Mi turno fue más alargado. Ellos se veían mucho y yo hacía casi un año que no los veía. Así que les conté de mis últimas andanzas. Muchas pero repetidas. Y salió Nueva York. Les conté del viaje para celebrar nuestro 35 aniversario. ¿Quedarías alucinado, supongo?, me preguntó ella. Pues ni tanto, le dije. Ya la conocía aunque con recuerdos agridulces. Así que me apetecía mucho volver para dulcificar la mirada. ¿Y?...me miró pensativa. Pues me gustó estar allí, lo pasé muy bien, pero no es una ciudad de la que yo me pueda enamorar. Alguien a quien no le gustan las tiendas ni las colas, quien admira más los edificios por lo que tienen de historia y cultura que por lo que tienen de ingeniería, está más preparado para sentir emoción en Roma o Praga que en Nueva York. Y eso , aceptando que también hay “belleza” en tanto rascacielo junto, en tanto contraste entre rincones cutres y edificios futuristas. Bueno, supongo que es otro tipo de emoción, comentó él. Sí, eso es lo que quería decir. Vuelves a ver cosas que te suenan, que forman parte de ese mundo que has conocido a través del cine y la televisión. Eso también emociona. Además estábamos en un hotel tocando a la 5ª avenida (la 5ª con la 53, a dos pasos de St. Patrick). En la mitad del meollo.

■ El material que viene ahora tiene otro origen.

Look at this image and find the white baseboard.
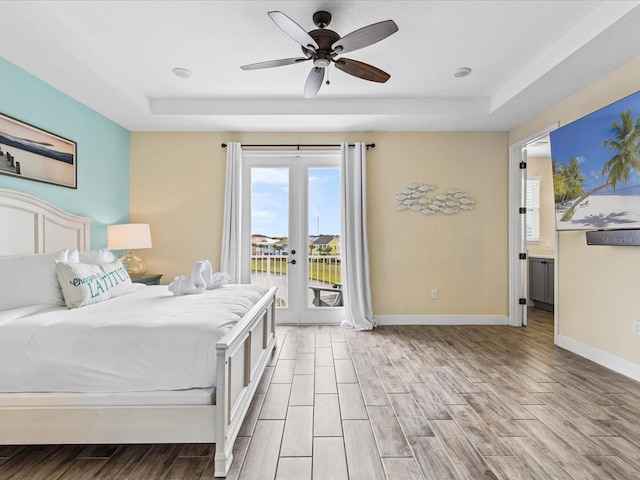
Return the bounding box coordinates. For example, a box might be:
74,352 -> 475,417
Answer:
373,315 -> 509,325
557,335 -> 640,382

Y les conté que mi mejor recuerdo de Nueva York, fue la tarde-noche en el Empire State. Lo planeamos bien y tuvimos la inmensa suerte de no tener que soportar las colas infinitas que se montan. Llegamos a la cúpula cuando aún era una tarde soleada y hermosa y salimos de ella cuando ya se había echado la noche y toda Nueva York lucía hermosa con sus millones de luces. Fue un espectáculo inenarrable. Primero el paisaje urbano infinito que puedes admirar sin tiempo. Dábamos una y otra vuelta por los cuatro polos cardinales, South, West, East, North. Una y otra vez. La vista del East fue la más prolongada porque tuvimos una puesta de sol de película. Y luego a medida que fue entrando la noche todo cambió de tonalidad y de sentido. Las emociones se hicieron más profundas porque N.York de noche desde el Empire State es como un mundo de fantasía.
Ellos también la habían conocido así que estuvieron de acuerdo conmigo. Ella, incluso, la había sobrevolado en helicóptero. Otro sueño que recordar. Y luego nos pusimos a revivir los detalles. Cruzar el puente de Brooklyn, retozar en la hierba del Central Park, asombrarse con la belleza cutre del Soho, disfrutar en la tienda de Apple con cientos de ordenadores abiertos a disposición de los clientes, encontrarse una y mil veces con la calle Broadway que parecía perseguirte, sentir esos olores tan neoyorkinos que te suenan como a conocidos de los films. En fin, mil cosas a las que añadir muchas más. Yo no vi mendigos en la ciudad, dijo uno. A mí me encantó que en los restaurantes te pusieran un vaso de agua natural sin exigirte pagarla ni comprar botellas, comentó otro. Yo me emocioné, les comenté, en la isla de Ellis con aquel museo de las migraciones, me despertó una gran ternura ver a la gente legar tan desprotegida y con la angustia de si podrían quedarse o no. Yo disfruté sobremanera, comentó ella, en la Misa Gospel de la Iglesia de los Abisinios de Harlem. ¡Mierda!, dijimos los dos al unísono, yo no pude entrar porque había una cola inmensa. Y del Jazz en el Blue Note. ¡Mierda!, volvimos a repetir nosotros, a eso tampoco. Es que ya lo llevábamos reservado desde casa, nos consoló ella.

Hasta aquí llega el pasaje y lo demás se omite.